Autor: Guilherme Gorgulho
“Depois que os mares dividiram os continentes, quis ver terras diferentes, eu pensei: ‘vou procurar um mundo novo, lá depois do horizonte, levo a rede balançante, pra no sol me espreguiçar’. Eu atraquei num porto muito seguro, céu azul, paz e ar puro, botei as pernas pro ar. Logo sonhei que estava no paraíso, onde nem era preciso dormir para se sonhar. (…) Mas de repente me acordei com a surpresa: uma esquadra portuguesa veio na praia atracar. Da grande nau, um branco de barba escura, vestindo uma armadura, me apontou pra me pegar. Assustado, dei um pulo lá da rede, pressenti a fome, a sede, eu pensei: ‘vão me acabar!’. Me levantei de borduna já na mão, ai, senti no coração: o Brasil vai começar!”
A letra de “Chegança”, canção de Antonio Nóbrega e Wilson Freire (do disco Madeira que cupim não rói, de 1997), narrando a vinda dos povos originários ao Brasil e o choque com a invasão portuguesa em 1500, sintetiza a apresentação do artista pernambucano realizada na terça-feira (15), na abertura da nova edição do Programa “Hilda Hilst” do Artista Residente da Unicamp. A palestra reuniu cerca de cem pessoas no Auditório da Faculdade de Ciências Médicas (FCM), respeitando todas as medidas sanitárias, na semana em que a Universidade retomou as aulas presenciais.
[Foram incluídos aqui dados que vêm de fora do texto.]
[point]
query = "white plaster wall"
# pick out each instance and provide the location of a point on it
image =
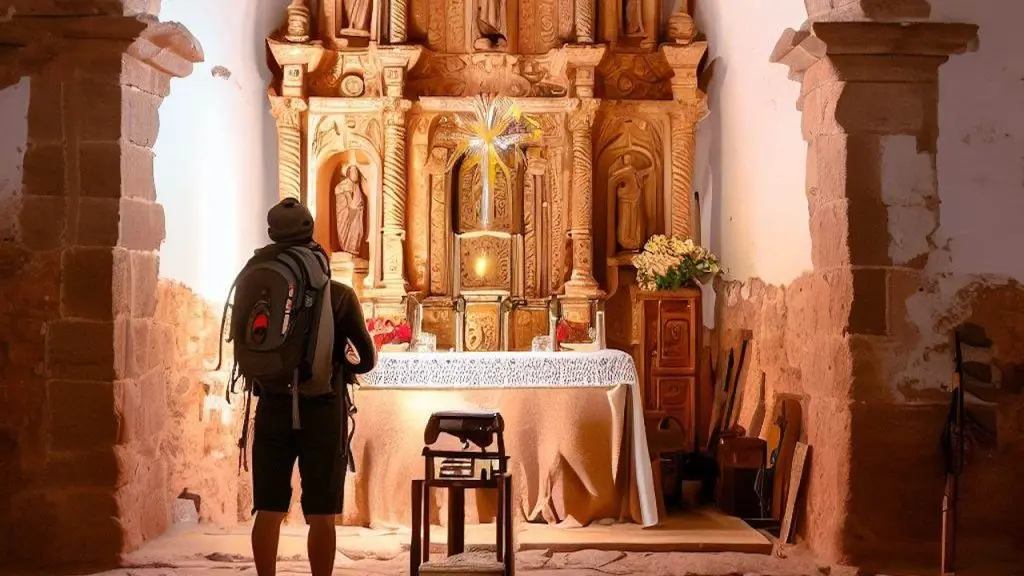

Coordenado atualmente pelo Instituto de Estudos Avançados (IdEA), o Programa já recebeu cerca de 40 artistas residentes desde 1985, permitindo à comunidade acadêmica interagir com personalidades artísticas nacionais e internacionais. Entre março e setembro de 2022, marcando seus 70 anos de idade e 50 de carreira, o dançarino, ator, músico e poeta pernambucano apresentará uma série de atividades para a comunidade interna e externa à Unicamp.
“A falta de visibilidade e compreensão do mundo cultural popular tem sido para mim, desde longa data, motivo de inquietação. É uma frustração que esse hemisfério cultural tão rico de valores, significados e conteúdos, seja pouco percebido pelos brasileiros”, ponderou Nóbrega em sua palestra. Isso o levou a se aprofundar em estudos sobre a formação da cultura popular brasileira. O objetivo dos encontros, disse, é trazer parte desse conteúdo, que está se materializando no formato de um ensaio, para estimular o público. “Quem sabe isso fomente novas questões e novas atitudes.”
Na cerimônia de abertura, inaugurada com as falas do reitor da Unicamp, Antonio Meirelles, e do coordenador do IdEA, Christiano Lyra, Nóbrega se emocionou ao lembrar do papel da família em sua formação. Ele também rememorou sua passagem pela Universidade como professor, entre 1985 e 1991, quando colaborou com a fundação do Departamento de Artes Corporais no Instituto de Artes, a convite da professora Marília de Andrade, e onde lecionou danças brasileiras. Nóbrega retorna à Unicamp 37 anos após sua primeira vinda.